Search code examples
pythonhtmlbeautifulsoup

Validate HTML with BeautifulSoup


I use BeautifulSoup 3.2.1 to parse a lot of HTML files translated with eTranslation.

I found soup = BeautifulSoup(html_file, "html.parser") sometimes cuts a section of my HTML file. And it is related to invalid tags or problems found in the HTML.

Also I found soup = BeautifulSoup(html_file, "lxml") works better in these cases of bad written HTML.

Is there a way to detect which HTML file is invalid using BeautifulSoup?

I image something like this:

if valid(html_file):
    soup = BeautifulSoup(html_file, "html.parser")
else:
    soup = BeautifulSoup(html_file, "lxml")

Solution

  • Here is what I did. Since BeautifulSoup fixes invalid HTML when parsing comparing it to the original gives an answer if it was valid.

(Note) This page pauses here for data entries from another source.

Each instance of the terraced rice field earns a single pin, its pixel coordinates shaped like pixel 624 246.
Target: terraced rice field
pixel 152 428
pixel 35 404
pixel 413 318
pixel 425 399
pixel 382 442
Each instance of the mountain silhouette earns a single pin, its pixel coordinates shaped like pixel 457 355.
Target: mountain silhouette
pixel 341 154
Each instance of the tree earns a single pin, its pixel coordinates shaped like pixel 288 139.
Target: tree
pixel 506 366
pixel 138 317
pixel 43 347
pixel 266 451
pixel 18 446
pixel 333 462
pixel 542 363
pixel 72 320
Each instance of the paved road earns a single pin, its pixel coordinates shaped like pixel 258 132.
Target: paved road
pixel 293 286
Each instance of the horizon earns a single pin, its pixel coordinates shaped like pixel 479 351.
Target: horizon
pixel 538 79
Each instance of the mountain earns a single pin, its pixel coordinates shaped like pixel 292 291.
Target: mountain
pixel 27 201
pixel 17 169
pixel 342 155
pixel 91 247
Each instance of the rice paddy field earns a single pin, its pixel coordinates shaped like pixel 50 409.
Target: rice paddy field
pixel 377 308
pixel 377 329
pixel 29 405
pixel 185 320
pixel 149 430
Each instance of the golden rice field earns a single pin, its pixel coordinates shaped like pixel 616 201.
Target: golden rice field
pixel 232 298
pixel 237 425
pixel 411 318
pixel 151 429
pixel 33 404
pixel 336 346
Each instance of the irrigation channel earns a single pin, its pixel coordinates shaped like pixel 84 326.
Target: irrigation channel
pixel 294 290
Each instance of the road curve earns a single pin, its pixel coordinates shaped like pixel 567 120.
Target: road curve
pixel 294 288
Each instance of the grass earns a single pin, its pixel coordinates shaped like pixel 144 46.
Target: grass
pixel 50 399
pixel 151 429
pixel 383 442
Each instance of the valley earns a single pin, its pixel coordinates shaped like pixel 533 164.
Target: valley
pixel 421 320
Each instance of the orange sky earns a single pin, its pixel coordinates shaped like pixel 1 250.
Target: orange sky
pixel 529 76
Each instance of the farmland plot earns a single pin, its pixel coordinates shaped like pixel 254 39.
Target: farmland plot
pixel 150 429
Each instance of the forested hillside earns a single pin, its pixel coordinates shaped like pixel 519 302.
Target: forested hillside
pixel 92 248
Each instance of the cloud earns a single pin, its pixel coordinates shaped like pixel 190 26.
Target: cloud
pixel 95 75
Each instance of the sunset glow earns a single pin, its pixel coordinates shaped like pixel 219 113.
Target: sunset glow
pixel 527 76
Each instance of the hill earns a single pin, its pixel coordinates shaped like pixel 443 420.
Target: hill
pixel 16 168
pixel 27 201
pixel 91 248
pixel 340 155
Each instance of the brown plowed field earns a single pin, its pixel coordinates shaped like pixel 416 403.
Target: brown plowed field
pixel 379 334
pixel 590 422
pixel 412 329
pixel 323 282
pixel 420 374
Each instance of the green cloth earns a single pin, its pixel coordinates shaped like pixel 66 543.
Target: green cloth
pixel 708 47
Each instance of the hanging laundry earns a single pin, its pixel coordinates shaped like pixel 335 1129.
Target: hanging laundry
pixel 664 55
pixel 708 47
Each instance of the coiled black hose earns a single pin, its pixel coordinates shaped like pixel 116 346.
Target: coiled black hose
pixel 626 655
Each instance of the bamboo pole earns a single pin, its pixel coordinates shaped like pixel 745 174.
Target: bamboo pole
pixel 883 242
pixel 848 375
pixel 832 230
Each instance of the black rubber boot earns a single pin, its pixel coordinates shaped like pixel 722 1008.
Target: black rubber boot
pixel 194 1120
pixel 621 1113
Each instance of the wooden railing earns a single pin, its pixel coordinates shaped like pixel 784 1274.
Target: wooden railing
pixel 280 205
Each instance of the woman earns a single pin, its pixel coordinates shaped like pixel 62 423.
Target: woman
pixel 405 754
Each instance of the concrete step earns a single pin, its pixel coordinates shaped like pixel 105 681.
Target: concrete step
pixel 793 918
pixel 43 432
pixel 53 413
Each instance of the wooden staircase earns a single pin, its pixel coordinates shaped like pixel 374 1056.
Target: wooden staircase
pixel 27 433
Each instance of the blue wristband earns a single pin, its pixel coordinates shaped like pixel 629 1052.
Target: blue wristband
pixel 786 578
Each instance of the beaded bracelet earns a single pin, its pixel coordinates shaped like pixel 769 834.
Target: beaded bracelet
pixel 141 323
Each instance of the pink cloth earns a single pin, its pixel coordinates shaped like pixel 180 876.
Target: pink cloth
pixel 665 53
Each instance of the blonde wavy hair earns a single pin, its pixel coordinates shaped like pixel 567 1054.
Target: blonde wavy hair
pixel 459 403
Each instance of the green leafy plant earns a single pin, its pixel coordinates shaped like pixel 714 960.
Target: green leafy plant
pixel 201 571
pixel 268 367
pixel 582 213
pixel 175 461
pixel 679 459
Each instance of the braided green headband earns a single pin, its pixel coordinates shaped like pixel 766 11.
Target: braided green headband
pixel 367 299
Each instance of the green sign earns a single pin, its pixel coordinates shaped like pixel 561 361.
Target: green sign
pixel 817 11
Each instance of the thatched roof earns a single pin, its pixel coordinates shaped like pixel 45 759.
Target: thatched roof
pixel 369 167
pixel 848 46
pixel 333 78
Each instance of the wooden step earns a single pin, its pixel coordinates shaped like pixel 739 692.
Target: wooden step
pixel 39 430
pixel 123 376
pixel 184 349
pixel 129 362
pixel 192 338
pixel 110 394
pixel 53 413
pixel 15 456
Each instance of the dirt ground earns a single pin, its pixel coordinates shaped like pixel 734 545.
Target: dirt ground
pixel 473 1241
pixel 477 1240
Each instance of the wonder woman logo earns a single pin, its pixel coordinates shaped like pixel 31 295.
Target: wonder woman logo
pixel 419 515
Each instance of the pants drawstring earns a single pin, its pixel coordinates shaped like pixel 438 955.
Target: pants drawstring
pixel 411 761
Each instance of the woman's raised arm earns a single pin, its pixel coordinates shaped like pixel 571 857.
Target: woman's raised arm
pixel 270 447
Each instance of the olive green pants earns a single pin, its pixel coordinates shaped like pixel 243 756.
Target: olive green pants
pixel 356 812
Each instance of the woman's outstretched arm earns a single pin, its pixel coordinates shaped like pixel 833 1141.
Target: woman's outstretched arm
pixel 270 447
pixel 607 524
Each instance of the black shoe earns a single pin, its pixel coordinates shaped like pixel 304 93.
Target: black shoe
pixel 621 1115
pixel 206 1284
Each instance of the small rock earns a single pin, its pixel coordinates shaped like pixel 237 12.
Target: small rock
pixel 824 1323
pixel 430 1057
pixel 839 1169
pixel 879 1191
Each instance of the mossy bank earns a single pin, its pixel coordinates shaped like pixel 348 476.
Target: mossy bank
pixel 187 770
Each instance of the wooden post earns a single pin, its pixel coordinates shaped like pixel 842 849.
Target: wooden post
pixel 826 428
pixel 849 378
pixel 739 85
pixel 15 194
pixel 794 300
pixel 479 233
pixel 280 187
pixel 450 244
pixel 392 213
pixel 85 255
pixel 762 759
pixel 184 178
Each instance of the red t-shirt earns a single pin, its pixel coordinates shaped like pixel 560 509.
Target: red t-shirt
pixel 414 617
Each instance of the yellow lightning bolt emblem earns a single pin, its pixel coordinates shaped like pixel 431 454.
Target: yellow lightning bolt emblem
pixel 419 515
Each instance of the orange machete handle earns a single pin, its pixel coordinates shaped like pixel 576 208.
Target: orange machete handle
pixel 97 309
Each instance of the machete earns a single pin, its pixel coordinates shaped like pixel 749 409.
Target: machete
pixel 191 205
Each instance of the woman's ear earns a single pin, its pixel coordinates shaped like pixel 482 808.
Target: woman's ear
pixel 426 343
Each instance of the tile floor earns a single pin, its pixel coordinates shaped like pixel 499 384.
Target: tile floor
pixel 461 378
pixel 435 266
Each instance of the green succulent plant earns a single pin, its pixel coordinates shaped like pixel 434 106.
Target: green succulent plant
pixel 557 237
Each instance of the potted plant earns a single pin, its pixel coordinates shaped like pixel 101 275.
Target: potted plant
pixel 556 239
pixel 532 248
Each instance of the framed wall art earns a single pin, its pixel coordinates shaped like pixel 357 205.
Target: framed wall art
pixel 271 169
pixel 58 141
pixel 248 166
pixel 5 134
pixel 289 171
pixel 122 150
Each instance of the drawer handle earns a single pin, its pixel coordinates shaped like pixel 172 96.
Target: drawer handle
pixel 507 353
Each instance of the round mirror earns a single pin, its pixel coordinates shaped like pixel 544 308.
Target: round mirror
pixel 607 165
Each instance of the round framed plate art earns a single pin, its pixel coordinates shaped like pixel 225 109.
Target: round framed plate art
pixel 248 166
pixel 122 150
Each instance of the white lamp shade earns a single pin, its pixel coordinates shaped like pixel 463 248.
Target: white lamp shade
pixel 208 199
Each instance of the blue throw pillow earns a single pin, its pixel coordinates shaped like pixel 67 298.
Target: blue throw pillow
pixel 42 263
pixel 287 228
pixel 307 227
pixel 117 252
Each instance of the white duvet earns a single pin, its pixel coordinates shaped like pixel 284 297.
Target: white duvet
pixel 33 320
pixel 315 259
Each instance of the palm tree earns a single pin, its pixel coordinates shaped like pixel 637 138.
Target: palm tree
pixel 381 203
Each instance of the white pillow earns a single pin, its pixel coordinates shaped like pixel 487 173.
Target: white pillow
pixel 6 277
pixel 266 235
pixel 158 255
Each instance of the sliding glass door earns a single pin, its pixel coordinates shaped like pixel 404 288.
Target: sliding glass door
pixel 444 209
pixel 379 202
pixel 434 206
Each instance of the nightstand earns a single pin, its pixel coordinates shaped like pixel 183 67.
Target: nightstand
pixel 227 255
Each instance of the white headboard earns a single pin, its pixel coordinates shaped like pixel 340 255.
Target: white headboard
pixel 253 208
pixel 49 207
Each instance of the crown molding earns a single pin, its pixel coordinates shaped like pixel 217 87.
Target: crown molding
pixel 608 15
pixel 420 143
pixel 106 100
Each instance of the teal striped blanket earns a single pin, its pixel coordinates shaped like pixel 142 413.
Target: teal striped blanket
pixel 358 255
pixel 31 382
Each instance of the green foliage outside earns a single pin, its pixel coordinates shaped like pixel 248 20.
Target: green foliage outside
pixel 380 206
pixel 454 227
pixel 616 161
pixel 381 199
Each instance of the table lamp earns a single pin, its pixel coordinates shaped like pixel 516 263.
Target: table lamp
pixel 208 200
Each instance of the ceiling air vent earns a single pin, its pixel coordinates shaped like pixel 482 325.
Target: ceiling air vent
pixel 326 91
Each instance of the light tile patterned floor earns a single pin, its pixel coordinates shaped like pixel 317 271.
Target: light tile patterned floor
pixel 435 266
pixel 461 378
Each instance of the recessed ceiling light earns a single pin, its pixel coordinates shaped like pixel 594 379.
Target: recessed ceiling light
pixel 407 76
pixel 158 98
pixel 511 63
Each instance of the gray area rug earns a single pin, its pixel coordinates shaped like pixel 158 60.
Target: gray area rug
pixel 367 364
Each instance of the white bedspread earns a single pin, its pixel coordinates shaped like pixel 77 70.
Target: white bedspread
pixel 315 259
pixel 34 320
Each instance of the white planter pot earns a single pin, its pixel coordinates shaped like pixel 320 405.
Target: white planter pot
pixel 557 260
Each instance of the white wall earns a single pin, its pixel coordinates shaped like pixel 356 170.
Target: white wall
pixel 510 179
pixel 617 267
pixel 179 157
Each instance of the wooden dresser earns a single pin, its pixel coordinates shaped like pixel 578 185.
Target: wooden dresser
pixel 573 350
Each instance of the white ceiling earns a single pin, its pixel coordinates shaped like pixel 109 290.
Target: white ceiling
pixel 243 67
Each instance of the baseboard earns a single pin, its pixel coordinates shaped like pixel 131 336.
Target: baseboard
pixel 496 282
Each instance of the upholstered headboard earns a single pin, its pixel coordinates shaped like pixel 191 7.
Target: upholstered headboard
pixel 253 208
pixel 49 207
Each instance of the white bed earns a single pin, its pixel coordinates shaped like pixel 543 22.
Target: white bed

    from bs4 import BeautifulSoup
    
    
    def is_valid_HTML_tag(html_string_to_check: str) -> bool:
        soup = BeautifulSoup(html_string_to_check, 'html.parser')
        return html_string_to_check == str(soup)
    
    print(is_valid_HTML_tag('<div>valid</div>'))
    print(is_valid_HTML_tag('<div>invalid'))
    

    gives

    True  
    
    False  
    

    respectively